In the past two years, OCPS purchased more than 183,000 new laptops and refurbished nearly 20,500, district officials said, with older devices put on standby to serve as loaners if new ones need repairs.

The laptops allow students to complete and submit assignments online and access educational programs and digital textbooks, among other things.

School board members, who want Orange County voters to renew the half-penny sales tax for a third time in November, said they also want to rein in spending.

“These devices are costing a lot of money,” said board member Angie Gallo at a meeting earlier this month. “It would seem that would be something we really need to look at, if that is sustainable over a long period of time.”

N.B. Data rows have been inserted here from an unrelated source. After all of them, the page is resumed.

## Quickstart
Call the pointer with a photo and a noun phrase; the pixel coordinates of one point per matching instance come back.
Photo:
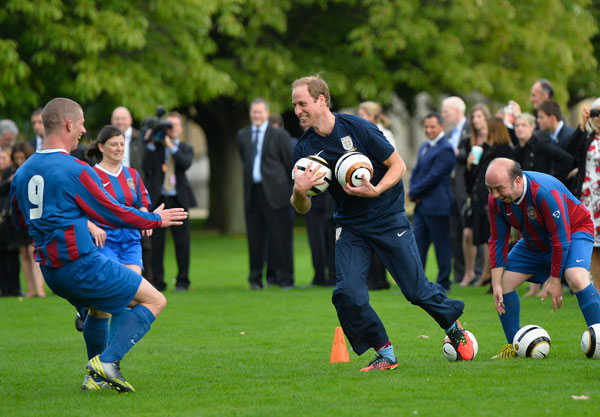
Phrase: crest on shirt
(347, 143)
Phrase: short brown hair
(316, 87)
(497, 132)
(551, 108)
(57, 111)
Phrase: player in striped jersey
(556, 243)
(53, 195)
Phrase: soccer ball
(351, 167)
(316, 160)
(451, 353)
(590, 341)
(532, 341)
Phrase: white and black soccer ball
(351, 167)
(316, 160)
(452, 354)
(532, 341)
(590, 341)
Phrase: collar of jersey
(524, 190)
(52, 150)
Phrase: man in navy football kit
(556, 242)
(53, 195)
(369, 218)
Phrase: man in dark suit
(165, 162)
(431, 191)
(453, 113)
(266, 154)
(134, 146)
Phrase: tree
(209, 58)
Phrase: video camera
(156, 125)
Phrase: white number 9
(35, 192)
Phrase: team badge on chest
(347, 143)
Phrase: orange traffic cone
(339, 351)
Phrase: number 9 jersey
(53, 194)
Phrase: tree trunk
(221, 120)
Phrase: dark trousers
(321, 238)
(181, 240)
(434, 229)
(10, 268)
(396, 246)
(263, 221)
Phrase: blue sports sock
(134, 326)
(115, 322)
(453, 327)
(95, 332)
(589, 303)
(512, 316)
(388, 353)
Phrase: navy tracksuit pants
(395, 244)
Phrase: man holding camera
(165, 161)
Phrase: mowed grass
(222, 350)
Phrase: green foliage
(221, 350)
(140, 53)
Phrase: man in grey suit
(266, 154)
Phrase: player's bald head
(503, 168)
(57, 112)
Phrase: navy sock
(115, 322)
(511, 318)
(134, 326)
(95, 332)
(589, 303)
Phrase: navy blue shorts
(93, 280)
(529, 261)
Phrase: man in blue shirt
(430, 190)
(53, 195)
(368, 218)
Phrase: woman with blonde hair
(371, 111)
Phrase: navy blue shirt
(355, 133)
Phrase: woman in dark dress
(497, 145)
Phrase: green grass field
(222, 350)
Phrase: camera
(156, 125)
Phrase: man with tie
(165, 162)
(266, 154)
(430, 190)
(550, 119)
(38, 128)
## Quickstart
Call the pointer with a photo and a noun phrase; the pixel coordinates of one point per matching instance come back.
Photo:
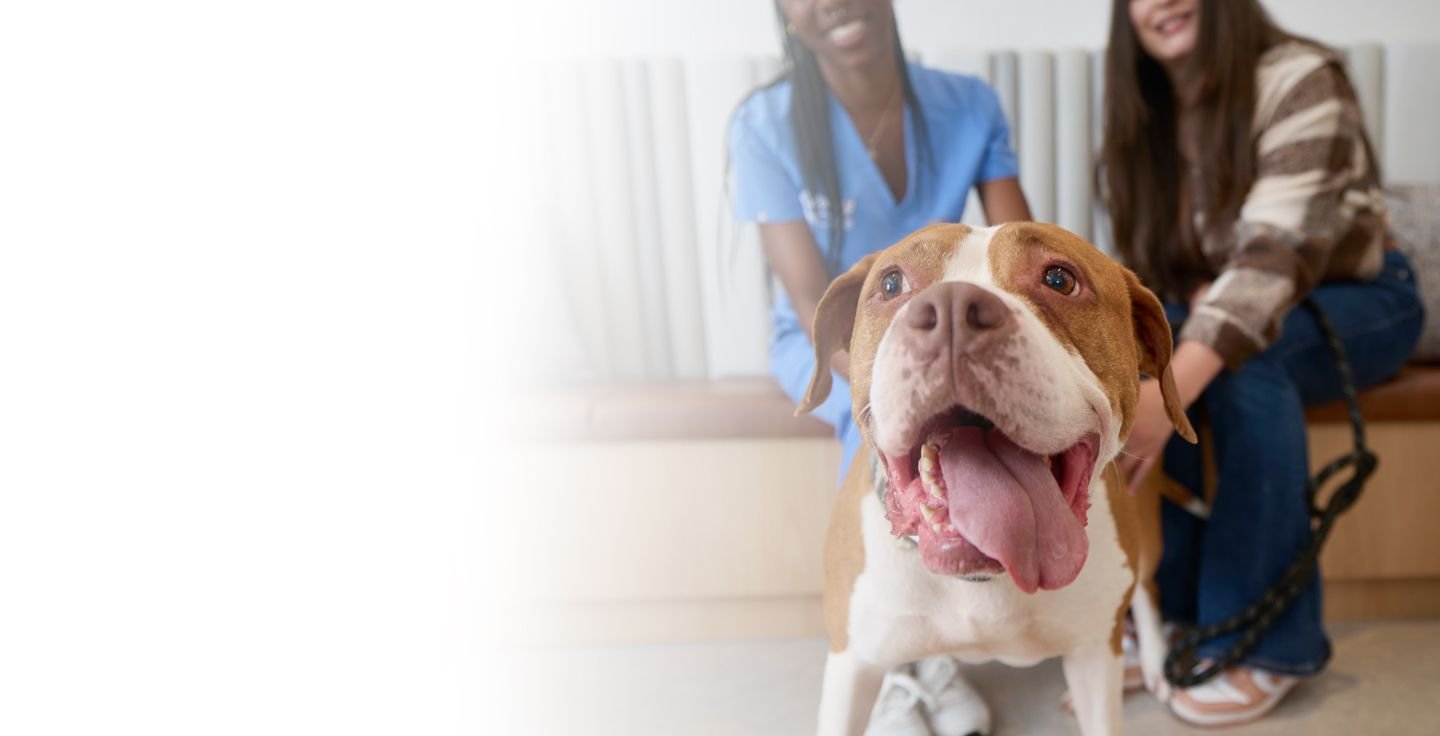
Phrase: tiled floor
(1384, 679)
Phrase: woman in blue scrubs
(850, 150)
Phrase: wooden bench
(720, 497)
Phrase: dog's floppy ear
(834, 324)
(1152, 337)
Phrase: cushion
(1414, 221)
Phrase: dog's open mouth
(982, 504)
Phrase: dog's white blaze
(1053, 395)
(971, 258)
(893, 604)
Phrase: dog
(994, 375)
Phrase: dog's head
(995, 372)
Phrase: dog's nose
(964, 313)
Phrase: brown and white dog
(994, 376)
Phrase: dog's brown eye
(893, 284)
(1062, 280)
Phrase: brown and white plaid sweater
(1314, 213)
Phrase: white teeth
(929, 470)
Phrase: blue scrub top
(969, 144)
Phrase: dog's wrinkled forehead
(1011, 258)
(1014, 259)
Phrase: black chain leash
(1260, 615)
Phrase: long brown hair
(1141, 166)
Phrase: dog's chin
(979, 504)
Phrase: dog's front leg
(847, 694)
(1095, 677)
(1149, 635)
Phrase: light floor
(1384, 679)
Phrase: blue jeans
(1259, 520)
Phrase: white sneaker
(955, 707)
(1236, 696)
(900, 706)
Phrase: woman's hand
(1148, 437)
(1194, 366)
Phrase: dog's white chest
(902, 611)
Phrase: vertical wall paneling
(1037, 133)
(614, 226)
(1100, 234)
(1005, 79)
(570, 190)
(1411, 110)
(713, 88)
(676, 209)
(650, 255)
(1073, 190)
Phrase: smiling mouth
(981, 504)
(847, 33)
(1172, 25)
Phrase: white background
(251, 355)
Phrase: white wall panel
(650, 258)
(612, 232)
(572, 192)
(1073, 153)
(1411, 114)
(676, 211)
(713, 88)
(1037, 133)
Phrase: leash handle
(1260, 615)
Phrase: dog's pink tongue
(1005, 501)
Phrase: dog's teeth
(932, 486)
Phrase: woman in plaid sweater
(1240, 180)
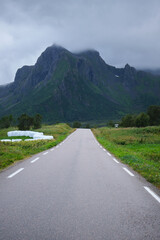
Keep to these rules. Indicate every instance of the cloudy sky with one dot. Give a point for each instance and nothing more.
(123, 31)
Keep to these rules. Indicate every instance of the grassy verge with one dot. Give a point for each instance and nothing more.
(137, 147)
(11, 152)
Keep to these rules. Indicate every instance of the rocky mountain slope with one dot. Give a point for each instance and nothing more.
(64, 86)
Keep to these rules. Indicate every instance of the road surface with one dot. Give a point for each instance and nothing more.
(77, 191)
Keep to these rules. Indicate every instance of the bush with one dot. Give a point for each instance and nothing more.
(142, 120)
(5, 122)
(37, 121)
(154, 114)
(128, 121)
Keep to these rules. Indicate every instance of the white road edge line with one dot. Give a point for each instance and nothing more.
(45, 153)
(115, 160)
(153, 194)
(131, 174)
(34, 160)
(13, 174)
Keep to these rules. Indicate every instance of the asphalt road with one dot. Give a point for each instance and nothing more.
(76, 191)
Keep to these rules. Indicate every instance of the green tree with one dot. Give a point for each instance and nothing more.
(25, 122)
(76, 125)
(154, 114)
(128, 121)
(5, 122)
(142, 120)
(37, 121)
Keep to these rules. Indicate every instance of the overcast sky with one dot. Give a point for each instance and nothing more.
(123, 31)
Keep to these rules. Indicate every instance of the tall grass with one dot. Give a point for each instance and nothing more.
(137, 147)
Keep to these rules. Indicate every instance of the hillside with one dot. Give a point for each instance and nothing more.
(64, 86)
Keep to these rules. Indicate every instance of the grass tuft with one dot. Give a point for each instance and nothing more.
(137, 147)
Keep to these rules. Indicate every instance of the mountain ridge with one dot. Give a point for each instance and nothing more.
(65, 86)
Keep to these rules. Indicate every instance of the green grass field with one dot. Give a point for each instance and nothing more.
(137, 147)
(10, 152)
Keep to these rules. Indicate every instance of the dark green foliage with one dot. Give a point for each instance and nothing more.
(37, 121)
(25, 122)
(5, 122)
(76, 125)
(66, 87)
(154, 114)
(142, 120)
(110, 123)
(128, 121)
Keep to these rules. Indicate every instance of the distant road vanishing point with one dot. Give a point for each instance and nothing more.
(76, 191)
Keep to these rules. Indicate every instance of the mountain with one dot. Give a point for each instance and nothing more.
(65, 86)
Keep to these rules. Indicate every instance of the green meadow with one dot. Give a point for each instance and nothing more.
(10, 152)
(137, 147)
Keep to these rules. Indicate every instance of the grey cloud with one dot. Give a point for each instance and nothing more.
(122, 31)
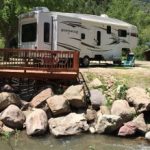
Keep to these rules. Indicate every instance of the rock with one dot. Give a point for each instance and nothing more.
(92, 130)
(40, 99)
(6, 129)
(138, 98)
(24, 104)
(7, 88)
(122, 109)
(69, 125)
(97, 98)
(108, 123)
(104, 110)
(90, 115)
(140, 123)
(128, 129)
(96, 83)
(147, 136)
(13, 117)
(58, 104)
(75, 95)
(36, 122)
(7, 99)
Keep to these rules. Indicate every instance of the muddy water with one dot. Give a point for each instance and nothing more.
(80, 142)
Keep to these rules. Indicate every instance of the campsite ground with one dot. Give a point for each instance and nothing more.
(133, 76)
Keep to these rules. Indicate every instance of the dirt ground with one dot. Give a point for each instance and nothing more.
(134, 76)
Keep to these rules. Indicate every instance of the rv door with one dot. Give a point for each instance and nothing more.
(45, 34)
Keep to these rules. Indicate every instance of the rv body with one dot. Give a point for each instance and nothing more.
(95, 37)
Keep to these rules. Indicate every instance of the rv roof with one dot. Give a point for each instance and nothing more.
(94, 18)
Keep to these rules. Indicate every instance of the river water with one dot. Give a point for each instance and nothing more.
(79, 142)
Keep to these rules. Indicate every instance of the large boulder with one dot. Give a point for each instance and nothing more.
(97, 98)
(122, 109)
(128, 129)
(40, 99)
(108, 123)
(105, 110)
(58, 105)
(7, 99)
(36, 122)
(140, 123)
(75, 95)
(96, 83)
(13, 117)
(138, 98)
(90, 115)
(69, 125)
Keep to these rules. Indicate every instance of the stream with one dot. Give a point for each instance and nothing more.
(79, 142)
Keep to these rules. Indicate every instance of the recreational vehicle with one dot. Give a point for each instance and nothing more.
(95, 37)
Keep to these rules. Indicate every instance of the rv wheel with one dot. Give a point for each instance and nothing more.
(86, 61)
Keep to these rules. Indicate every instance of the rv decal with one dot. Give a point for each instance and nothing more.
(73, 24)
(102, 50)
(116, 40)
(85, 44)
(68, 47)
(69, 31)
(75, 39)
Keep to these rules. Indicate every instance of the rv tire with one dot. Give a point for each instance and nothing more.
(85, 61)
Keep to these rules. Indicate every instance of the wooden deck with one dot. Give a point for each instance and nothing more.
(39, 64)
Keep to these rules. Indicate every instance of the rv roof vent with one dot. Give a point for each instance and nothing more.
(104, 16)
(42, 9)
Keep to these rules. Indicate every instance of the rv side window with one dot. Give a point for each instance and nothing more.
(98, 38)
(29, 32)
(82, 36)
(108, 29)
(46, 31)
(122, 33)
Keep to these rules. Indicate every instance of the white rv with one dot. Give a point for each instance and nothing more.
(96, 37)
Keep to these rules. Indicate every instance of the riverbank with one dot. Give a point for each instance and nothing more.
(114, 108)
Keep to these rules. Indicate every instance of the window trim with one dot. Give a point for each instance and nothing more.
(122, 33)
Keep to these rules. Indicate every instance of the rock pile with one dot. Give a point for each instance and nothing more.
(61, 115)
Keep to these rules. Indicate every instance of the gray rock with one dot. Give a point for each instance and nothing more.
(140, 123)
(122, 109)
(36, 122)
(105, 110)
(40, 99)
(69, 125)
(108, 123)
(75, 95)
(90, 115)
(138, 98)
(59, 105)
(96, 83)
(97, 98)
(13, 117)
(7, 99)
(128, 129)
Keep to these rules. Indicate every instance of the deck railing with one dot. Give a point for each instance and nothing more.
(39, 60)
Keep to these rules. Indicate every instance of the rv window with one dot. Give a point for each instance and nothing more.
(108, 29)
(46, 32)
(98, 38)
(82, 36)
(122, 33)
(29, 32)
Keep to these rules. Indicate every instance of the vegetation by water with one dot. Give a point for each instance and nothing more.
(136, 12)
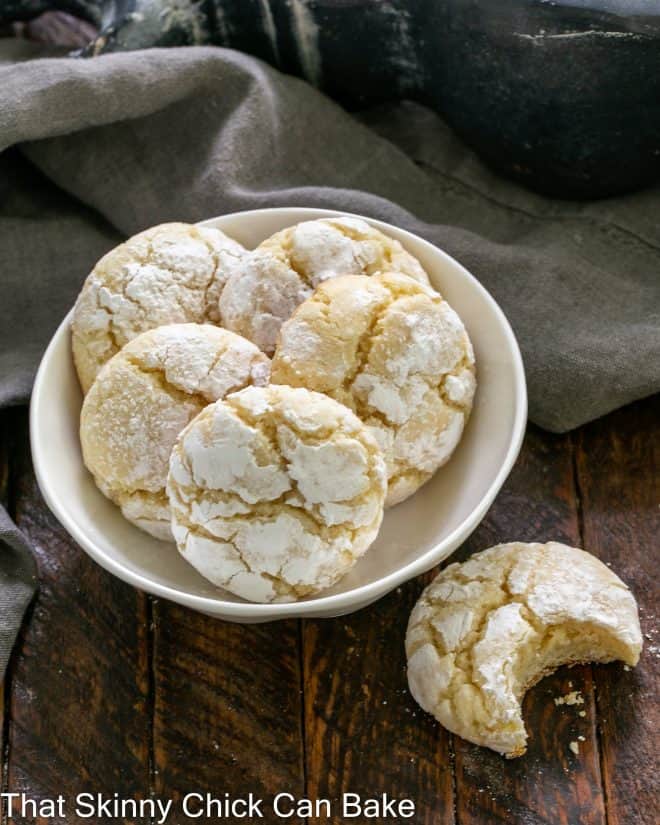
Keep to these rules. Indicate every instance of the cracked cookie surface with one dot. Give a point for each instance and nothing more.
(270, 282)
(142, 399)
(275, 492)
(486, 630)
(393, 351)
(172, 273)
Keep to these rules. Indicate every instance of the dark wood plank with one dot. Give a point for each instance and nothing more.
(620, 491)
(355, 689)
(5, 428)
(227, 708)
(549, 784)
(364, 733)
(78, 715)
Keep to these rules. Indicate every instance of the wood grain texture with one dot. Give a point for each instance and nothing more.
(227, 707)
(110, 692)
(364, 733)
(6, 421)
(549, 784)
(77, 701)
(617, 465)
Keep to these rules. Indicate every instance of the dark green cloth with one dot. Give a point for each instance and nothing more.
(98, 149)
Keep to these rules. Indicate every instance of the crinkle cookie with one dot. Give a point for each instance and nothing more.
(396, 353)
(275, 492)
(142, 399)
(279, 274)
(169, 274)
(485, 631)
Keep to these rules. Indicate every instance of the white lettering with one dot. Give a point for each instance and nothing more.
(189, 811)
(85, 805)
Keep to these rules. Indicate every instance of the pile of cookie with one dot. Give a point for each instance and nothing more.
(262, 407)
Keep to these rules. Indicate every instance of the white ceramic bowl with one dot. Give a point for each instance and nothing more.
(415, 535)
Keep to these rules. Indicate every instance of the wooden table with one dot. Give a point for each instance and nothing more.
(111, 691)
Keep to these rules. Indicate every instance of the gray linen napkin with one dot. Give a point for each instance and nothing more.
(98, 149)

“I’m not suggesting we go back because I think as a society we are going to keep moving forward with technology, and it’s important that our students keep up,” Gallo added.

But having elementary students keep their laptops at school might help limit repair bills, as well as ease parents and educators’ concerns about the harm of screen time. “I know a lot of parents don’t want their kids on computers when they get home,” she said.

Middle and high school students use their school laptops the most and also create the bulk of the laptop repairs, Vazquez said.

This week many Lake Nona High School students, like counterparts across the county, turned in their computers, most handing back laptops that worked as they did when the school year started in August.

But a sign on the media center’s door as laptop returns were underway — “With all due respect, we did NOT give it to you like that” — and a small cabinet filled with dozens of damaged computers also spoke to the problem. Among those in the cabinet: a laptop with a keyboard splashed with nail polish remover, another with a cracked screen and a third with a wrenched-apart hinge.

In the next two years, OCPS expects to spend about $80 million on technology, which includes laptops as well as infrastructure and classroom technology such as interactive “smart boards.” The district has the money for those purchases in its budget.

But in following eight years, officials estimate the total cost of “technology infrastructure and device refresh” would hit $447 million, and paying for that would depend on the sales tax getting renewed by voters in November.

The sales tax, first approved in 2002, has paid for the renovation of 136 older campuses and the construction of 65 new ones. It now accounts for about 45 percent of the school district’s capital programs budget, and, if voters renew it again this year, will help OCPS build six new schools, renovate others and pay for updates to roofs, air-conditioning systems and technology.

“I think all of our parents and community know that technology is not going away. It’s really important for us to have access here,” said board member Maria Salamanca as the board reviewed its capital budget. “We, as a school district, want to provide this infrastructure and devices, but we really need to understand and have a real grasp of the cost of this.”